左手で剣を下段に構えながら疾走する。
走りながら剣に強化魔術を込めつつグリーン・ソーサリアを捉えた。
仲間と協力者のノクトさんと一斉に四方から奇襲する。
グリーン・ソーサリアは正面から突貫してくるサヤに気付いて杖を手に立ち上がった。
そこに僕、ラシード、ノクトさんが死角からグリーン・ソーサリアに迫る!
剣の間合いに捉えた僕は、下段に構えていた剣を振り上げて上段の構えに切り替え、魔物の首を狙って渾身の力を以て斬り下ろした!
至近距離で魔物の隙だらけのうなじに剣が吸い込まれる。
――取った! 相手は対処出来ずにいるぞ!
――――ギィィィン!――――
「――ッ!?」
グリーン・ソーサリアの首に刃が食い込まんとしていたその時、突然剣が弾かれた……!
それは同時に攻撃したラシードやノクトさん、一時遅れて届いたサヤの刃も同様で、4人は大きく仰け反った。
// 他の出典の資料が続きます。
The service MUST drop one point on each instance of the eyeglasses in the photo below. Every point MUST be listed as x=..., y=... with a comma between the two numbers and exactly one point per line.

魔物に刃が接触する瞬間、刃と魔物の間に薄い壁のようなものが見えた。
そして、この状況を狙っていたかのように、グリーン・ソーサリアの顔はさらに歪みを増し、下劣に笑う……。
――マズイ! 何か――――
その直後、グリーン・ソーサリアが杖の底をを地面に突き立てると、中心から炎が噴き出して激しい衝撃と熱を撒き散らし、僕達を飲み込んだ!
「ぐ……っ! あああっ!」
爆発音と仲間の苦痛を訴える声、そして痛み。
防御もままならないままそれらを同時に受けて僕は吹っ飛ばされた。
……全身に痛みが走り、耳鳴りが酷く視界が霞む。
僕はどうなった? 立っているのか、倒れているのかすら判断できない。
だがその状態でも全身にひしひしと伝わる確かな危機感はあった。
このままではやられる……! 体を! とにかく体を動かせ……!
「……うぅ……!」
自分が倒れていたと理解した僕は、剣と突き立て支えにしながらやっとの事で立ち上がり敵を探す。
刀を突き立て立ち上がろうとしているサヤを庇うように立って魔術を連発しているウィニと、側面から突きの連速で牽制する傷だらけのラシード。そして軽傷のノクトさんが2本の短剣で攻撃し、グリーン・ソーサリアの動きを止めていた。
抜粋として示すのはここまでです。